Understand the complexities and nuances of the Bankruptcy Code to better advise clients and prepare for court.
by Daniel Gill
May 12 — A debtor can remain in Chapter 13 after propounding a plan which provided for payments only for the filing fee, her bankruptcy attorney's fees, and the Chapter 13 trustee's statutory commission; creditors would receive nothing.
Judge Robert D. Berger of the U.S. Bankruptcy Court for the District of Kansas on May 3 entered a memorandum opinion and order overruling the Chapter 13 trustee's objection to the debtor's proposed plan. He also denied the trustee's motion to dismiss the case or to convert it to a Chapter 7 proceeding.
In its ruling, the court considered the “totality of the circumstances” of the case and expressly rejected prior authority holding that to confirm a fees-only plan the debtor would have to meet a “heavy burden” of establishing “special circumstances.”
Chapter 13 bankruptcy allows individuals receiving regular income to obtain debt relief while retaining their property. To do so, the debtor must propose a plan that uses future income to repay a portion of his debts over a three to five year period. In Chapter 7 bankruptcy, a debtor's nonexempt assets are liquidated and the proceeds are distributed to creditors.
The court said that there was “no doubt” that the debtor, Jennifer Jo Doucet, needed financial relief in bankruptcy. She had faced 17 recent garnishments, multiple eviction proceedings and had lost at least three vehicles to repossession. She was “living day-to-day on the financial outskirts of the economy,” the court said.

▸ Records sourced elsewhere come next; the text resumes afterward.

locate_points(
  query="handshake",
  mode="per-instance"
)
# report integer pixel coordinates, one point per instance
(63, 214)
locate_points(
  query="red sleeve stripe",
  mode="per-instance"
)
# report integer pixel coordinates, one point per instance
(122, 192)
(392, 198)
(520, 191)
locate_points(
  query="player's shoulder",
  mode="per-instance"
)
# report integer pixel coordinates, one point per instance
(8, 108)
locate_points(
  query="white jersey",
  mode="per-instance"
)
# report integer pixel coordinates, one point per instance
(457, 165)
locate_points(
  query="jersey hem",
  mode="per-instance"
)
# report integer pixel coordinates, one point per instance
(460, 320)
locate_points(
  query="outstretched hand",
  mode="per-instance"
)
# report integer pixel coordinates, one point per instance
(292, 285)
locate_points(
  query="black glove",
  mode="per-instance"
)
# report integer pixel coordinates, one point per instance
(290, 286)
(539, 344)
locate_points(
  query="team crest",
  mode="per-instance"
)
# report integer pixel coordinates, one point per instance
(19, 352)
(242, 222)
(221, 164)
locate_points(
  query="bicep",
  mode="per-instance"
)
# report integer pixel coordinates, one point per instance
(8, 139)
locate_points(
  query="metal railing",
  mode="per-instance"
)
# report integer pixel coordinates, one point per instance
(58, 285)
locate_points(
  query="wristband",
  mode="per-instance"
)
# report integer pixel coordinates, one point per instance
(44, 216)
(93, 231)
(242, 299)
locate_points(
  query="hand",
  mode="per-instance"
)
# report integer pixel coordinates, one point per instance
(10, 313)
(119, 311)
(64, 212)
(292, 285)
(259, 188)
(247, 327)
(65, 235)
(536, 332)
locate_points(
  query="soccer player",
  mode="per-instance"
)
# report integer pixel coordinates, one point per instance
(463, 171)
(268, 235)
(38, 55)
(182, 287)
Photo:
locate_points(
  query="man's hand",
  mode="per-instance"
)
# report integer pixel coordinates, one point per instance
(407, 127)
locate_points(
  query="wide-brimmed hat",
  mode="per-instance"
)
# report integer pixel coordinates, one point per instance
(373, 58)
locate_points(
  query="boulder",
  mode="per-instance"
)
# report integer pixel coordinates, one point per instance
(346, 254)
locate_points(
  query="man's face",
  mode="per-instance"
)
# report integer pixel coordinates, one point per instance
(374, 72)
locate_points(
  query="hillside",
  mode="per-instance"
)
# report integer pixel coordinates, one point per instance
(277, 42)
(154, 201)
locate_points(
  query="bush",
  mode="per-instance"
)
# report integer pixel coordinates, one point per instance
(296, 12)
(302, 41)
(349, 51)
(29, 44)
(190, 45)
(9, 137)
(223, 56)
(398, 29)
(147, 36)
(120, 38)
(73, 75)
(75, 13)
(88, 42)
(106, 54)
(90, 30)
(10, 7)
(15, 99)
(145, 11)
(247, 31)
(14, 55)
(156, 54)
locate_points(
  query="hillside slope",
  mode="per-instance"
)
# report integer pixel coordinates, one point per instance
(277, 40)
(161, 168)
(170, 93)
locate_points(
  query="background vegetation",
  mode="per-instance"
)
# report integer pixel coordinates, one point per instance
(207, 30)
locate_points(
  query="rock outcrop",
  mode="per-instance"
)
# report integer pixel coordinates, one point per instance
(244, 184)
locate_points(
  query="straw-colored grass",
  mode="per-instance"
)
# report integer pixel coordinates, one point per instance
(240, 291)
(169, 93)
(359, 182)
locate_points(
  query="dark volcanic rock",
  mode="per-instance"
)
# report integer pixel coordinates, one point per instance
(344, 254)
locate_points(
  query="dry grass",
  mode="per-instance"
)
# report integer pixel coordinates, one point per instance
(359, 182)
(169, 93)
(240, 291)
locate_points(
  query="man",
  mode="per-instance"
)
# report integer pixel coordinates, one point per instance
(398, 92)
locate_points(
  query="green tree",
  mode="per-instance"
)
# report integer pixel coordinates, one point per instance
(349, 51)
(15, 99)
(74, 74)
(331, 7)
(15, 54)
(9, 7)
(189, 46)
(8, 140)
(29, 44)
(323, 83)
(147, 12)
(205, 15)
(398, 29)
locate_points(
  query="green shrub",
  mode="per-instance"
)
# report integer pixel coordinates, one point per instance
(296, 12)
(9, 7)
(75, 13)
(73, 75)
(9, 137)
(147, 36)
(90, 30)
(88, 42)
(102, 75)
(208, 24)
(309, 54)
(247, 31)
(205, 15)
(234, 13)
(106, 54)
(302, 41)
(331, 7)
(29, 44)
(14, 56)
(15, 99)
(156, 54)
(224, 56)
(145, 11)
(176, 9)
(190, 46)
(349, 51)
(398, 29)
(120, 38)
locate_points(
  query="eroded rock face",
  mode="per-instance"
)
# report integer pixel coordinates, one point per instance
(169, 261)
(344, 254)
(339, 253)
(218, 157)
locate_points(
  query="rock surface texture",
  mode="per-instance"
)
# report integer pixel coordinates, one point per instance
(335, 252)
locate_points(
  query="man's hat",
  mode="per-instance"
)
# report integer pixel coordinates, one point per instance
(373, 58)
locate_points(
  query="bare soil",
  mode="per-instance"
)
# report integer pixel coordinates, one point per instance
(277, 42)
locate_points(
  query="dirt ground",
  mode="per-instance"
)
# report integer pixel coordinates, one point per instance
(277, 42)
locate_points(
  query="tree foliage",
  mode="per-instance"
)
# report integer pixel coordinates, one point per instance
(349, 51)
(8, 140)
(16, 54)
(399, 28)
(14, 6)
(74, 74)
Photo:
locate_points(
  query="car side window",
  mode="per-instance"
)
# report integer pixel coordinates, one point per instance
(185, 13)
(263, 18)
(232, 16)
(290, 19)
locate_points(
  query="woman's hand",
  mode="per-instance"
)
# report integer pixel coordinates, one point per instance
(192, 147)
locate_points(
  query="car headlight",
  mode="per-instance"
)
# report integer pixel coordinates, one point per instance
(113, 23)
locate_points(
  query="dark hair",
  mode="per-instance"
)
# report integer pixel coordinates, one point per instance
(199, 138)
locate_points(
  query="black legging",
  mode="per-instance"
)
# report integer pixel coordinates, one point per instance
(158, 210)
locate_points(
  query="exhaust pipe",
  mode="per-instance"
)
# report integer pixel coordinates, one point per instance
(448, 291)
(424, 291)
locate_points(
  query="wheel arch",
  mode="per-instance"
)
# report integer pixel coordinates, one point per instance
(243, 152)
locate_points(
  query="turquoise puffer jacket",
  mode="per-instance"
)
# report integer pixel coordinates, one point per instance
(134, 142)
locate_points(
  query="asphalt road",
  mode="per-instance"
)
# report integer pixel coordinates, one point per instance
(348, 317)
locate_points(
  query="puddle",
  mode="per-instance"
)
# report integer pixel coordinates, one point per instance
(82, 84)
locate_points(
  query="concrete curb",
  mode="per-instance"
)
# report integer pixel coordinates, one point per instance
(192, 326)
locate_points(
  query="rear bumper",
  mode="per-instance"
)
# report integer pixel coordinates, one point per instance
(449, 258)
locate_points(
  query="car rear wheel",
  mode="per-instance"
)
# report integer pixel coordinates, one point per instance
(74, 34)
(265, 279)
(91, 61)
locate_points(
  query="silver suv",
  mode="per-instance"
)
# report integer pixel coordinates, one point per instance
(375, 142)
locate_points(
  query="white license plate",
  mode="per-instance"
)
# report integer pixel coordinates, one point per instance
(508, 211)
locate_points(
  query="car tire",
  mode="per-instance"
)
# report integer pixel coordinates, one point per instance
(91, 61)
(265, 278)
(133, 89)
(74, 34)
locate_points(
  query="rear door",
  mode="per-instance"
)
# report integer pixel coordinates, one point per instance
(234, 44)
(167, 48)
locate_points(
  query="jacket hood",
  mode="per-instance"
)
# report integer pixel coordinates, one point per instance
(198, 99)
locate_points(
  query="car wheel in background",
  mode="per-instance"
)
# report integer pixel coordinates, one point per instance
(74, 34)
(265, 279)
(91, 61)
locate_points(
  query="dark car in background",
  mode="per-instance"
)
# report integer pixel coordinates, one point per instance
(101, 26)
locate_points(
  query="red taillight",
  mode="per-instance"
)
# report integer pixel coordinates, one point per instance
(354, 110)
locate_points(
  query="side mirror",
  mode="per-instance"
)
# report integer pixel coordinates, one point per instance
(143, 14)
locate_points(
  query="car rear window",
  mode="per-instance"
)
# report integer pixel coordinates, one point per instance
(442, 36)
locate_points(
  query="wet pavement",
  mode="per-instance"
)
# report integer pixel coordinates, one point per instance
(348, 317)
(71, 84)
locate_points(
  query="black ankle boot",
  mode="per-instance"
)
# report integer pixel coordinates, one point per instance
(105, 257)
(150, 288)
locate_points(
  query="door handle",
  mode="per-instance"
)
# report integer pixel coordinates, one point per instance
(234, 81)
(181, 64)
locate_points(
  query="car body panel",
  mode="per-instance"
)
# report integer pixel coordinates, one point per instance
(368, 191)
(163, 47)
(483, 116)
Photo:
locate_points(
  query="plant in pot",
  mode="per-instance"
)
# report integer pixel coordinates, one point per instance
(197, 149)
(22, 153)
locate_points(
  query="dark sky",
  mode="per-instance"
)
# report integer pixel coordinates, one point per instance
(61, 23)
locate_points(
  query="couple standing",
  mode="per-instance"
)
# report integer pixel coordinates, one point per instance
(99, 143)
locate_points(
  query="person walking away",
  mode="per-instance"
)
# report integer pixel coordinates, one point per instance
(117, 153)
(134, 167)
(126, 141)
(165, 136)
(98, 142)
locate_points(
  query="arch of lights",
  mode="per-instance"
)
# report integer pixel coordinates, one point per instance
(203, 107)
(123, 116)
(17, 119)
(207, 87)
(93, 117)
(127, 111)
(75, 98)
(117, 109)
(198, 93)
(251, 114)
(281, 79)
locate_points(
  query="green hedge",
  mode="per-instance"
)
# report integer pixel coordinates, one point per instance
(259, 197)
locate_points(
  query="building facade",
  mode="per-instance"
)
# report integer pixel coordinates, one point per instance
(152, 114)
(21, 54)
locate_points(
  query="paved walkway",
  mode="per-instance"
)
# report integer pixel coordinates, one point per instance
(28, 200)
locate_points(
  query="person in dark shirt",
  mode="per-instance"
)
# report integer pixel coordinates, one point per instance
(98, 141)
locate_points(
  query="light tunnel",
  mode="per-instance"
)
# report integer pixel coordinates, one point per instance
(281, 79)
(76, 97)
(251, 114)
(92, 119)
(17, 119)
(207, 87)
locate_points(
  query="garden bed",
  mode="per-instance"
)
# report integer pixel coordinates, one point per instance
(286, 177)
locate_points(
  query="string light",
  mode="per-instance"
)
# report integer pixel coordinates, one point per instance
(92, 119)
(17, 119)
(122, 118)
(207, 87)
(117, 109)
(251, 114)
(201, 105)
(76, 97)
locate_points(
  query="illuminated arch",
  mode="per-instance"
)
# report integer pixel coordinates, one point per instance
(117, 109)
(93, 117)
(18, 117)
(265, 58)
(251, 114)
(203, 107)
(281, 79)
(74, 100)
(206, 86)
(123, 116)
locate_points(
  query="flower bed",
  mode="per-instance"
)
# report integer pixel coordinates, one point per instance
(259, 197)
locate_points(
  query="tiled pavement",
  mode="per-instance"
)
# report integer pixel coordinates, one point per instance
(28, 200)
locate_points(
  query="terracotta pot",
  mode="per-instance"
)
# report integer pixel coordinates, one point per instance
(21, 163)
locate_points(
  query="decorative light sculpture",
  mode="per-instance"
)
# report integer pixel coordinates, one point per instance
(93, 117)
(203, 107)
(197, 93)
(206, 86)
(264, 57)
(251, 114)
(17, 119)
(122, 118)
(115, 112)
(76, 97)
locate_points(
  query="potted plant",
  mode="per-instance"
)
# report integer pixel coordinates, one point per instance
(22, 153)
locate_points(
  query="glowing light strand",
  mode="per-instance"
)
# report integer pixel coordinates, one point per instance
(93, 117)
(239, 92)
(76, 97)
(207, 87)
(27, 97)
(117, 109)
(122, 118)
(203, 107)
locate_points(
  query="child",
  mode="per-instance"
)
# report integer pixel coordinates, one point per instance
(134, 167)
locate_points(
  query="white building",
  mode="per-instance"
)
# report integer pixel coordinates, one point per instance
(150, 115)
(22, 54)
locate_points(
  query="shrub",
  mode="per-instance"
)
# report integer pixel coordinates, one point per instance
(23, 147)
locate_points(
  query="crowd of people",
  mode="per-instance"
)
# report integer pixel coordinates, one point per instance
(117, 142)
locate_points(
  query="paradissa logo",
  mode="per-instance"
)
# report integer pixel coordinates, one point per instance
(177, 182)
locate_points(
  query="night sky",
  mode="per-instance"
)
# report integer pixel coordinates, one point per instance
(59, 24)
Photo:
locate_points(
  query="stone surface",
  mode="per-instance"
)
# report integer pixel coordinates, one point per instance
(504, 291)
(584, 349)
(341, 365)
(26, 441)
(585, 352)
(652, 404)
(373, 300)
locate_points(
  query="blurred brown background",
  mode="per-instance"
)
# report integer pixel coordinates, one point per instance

The court added that, “A Chapter 7 trustee would likely abandon [the debtor's] nonexempt assets in a Chapter 7 case because they are not worth liquidating”— a typical goal of an attorney filing a consumer Chapter 7 case.
Because she was unable to save enough money to pay a bankruptcy attorney in full to prepare and file a petition to commence a case under Chapter 7, the debtor instead elected to seek relief under Chapter 13. A Chapter 13 case would allow her to pay her counsel over time, post-petition—not an option available in Chapter 7.
Of course, the debtor could not be advised to borrow money for the purpose of paying for filing for bankruptcy (incurring debt while contemplating bankruptcy could lead not only to an order of non-dischargeability, but could be grounds for the debtor to lose her discharge altogether).
The court noted that Chapter 13 carries two good faith requirements — petitions must be filed and plans proposed in good faith, citing Bankruptcy Code Sections 1325(a)(3) and (a)(7).
Although the trustee conceded that the debtor needed bankruptcy relief, he filed an objection to the plan, as well as a motion to dismiss the case or convert it to Chapter 7. The trustee asserted that the debtor's inability to pay attorneys fees for filing a Chapter 7 case did not constitute “special circumstances” necessary to permit the fees only case to continue in Chapter 13.
Without those special circumstances, the trustee argued, the proposed plan is not one made in good faith.
The court rejected the trustee's argument and the authority he cited to support his position. Instead, Judge Berger adopted the reasoning of those cases which focused only on the totality of circumstances of the individual case. The court explained that those courts which sought to add a requirement that there be “special circumstances” justifying a fees-only Chapter 13 plan were in fact examples of courts creating exceptions to the black letter of the Code, strictly prohibited by the Supreme Court in Law v. Siegel, 2014 BL 57926, 134 S. Ct. 1188 (2014) (26 BBLR 311, 3/6/14).
The court ultimately concluded that everything in the case pointed to the debtor acting in good faith — there were no inaccuracies in her schedules or plan; she was in dire need of a discharge; and the subject attorneys fees ($2,900) were reasonable in the district. The court also said that the Bankruptcy Code does not require a minimum payment to creditors in Chapter 13 (except, of course, that a plan must provide that creditors get paid at least as much as they would receive in a straight Chapter 7 liquidation).
In an interesting side-note which the court said did not alter its decision in this case, Judge Berger said that the Chapter 13 process works well in Kansas. The plan confirmation rate in Kansas between 2007 - 2013 was over 90 percent, compared to a national average of 70 percent.
The plan completion rate for the same period in Kansas was over 60 percent, while the national rate was only 36 percent. Finally, the court noted that Kansas debtors had one of the lowest bankruptcy refiling rates in the country, less than 1 percent.
The debtor was represented by Chris W. Steffens, Mack & Associates, LLC, Topeka, Kan. The Chapter 13 trustee, William H Griffin, Roeland Park, Kan., appeared on his own behalf.